Granted, you could use Facebook for that as well. Or Plurk. Or identi.ca. Or, well, the Yet-Unnamed-Microblogging-Tool-Of-Next-Week. The principle would be the same. It’s just a question of what design and interface you’d like best to use 🙂

And there is some use for LinkedIn, too. People ask often for my CV (resumee for you Americans), and although I have a more formal document somewhere lying around my MacBook, sometimes it’s easier just to point them to my account on LinkedIn. And since computers tend to break and require reformatting — yes, even Macs will break apart and melt down after a decade or two — and I’m never sure if the backups will work, I’m happy to post my pictures somewhere on Flickr and a few videos on YouTube. At least, if my Macs break down, I won’t lose everything.

So does that mean that I’d be happy with just a handful of social websites? Very likely not; after all, anyone might read the above paragraph and say: “oh, well, you can do all the above on a single site: Facebook”. Or MySpace. Or Friendster. Or Multiply. Or Netlog. Or… or… or… any of thousand different services. And, guess what, they would be right!

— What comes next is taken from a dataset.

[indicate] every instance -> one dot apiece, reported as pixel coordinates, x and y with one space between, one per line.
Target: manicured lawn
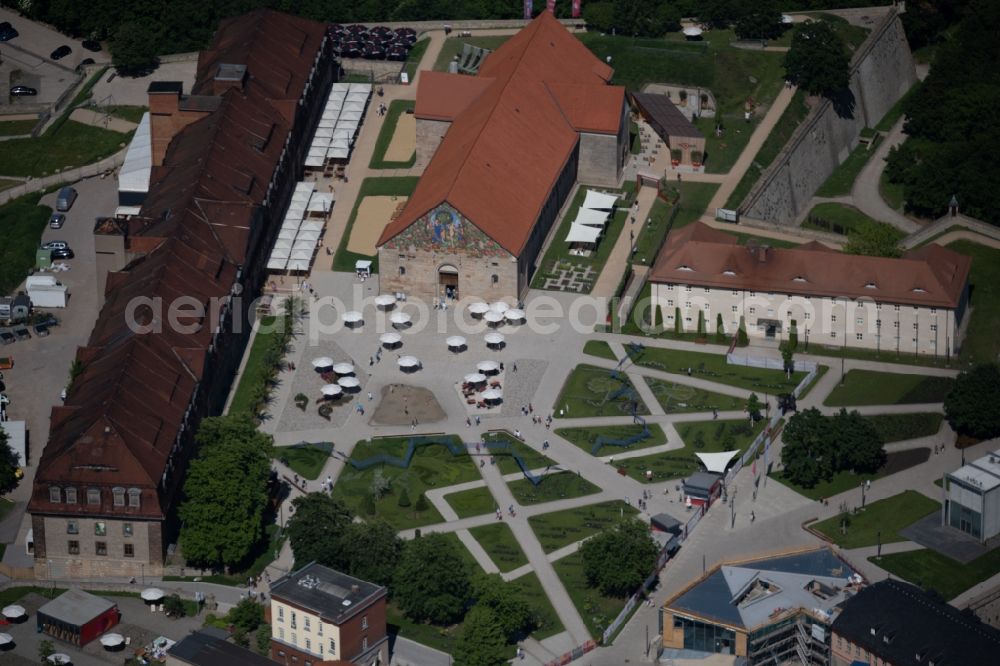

So the point here is… you cannot avoid to join any of those social websites. Even the most anti-social-website person I know — my roomie Moon Adamant — joined Twitter a while ago. And I’m sure she has a Picasa account somewhere. With so many different services floaing over there, it’s impossible that you don’t find at least one which, well, suits a very specific need you have. And once you register for one… you’ll soon start linking it to another… and discuss about it on a forum somewhere… and probably find a tool that will help you out with something… which requires a registration for, say, Facebook…. and since you’ve had to register for it, you might as well flesh out your profile… and then it starts spamming all your friends, who all of a sudden will find that you’re on that service… and, well, the snowball starts to roll. It’s unavoidable. You cannot avoid having a virtual identity on the social Web — sooner or later, it will catch up with you and beg your attention, no matter how anti-social-website you are. And it’s pointless to resist: you will be assimilated.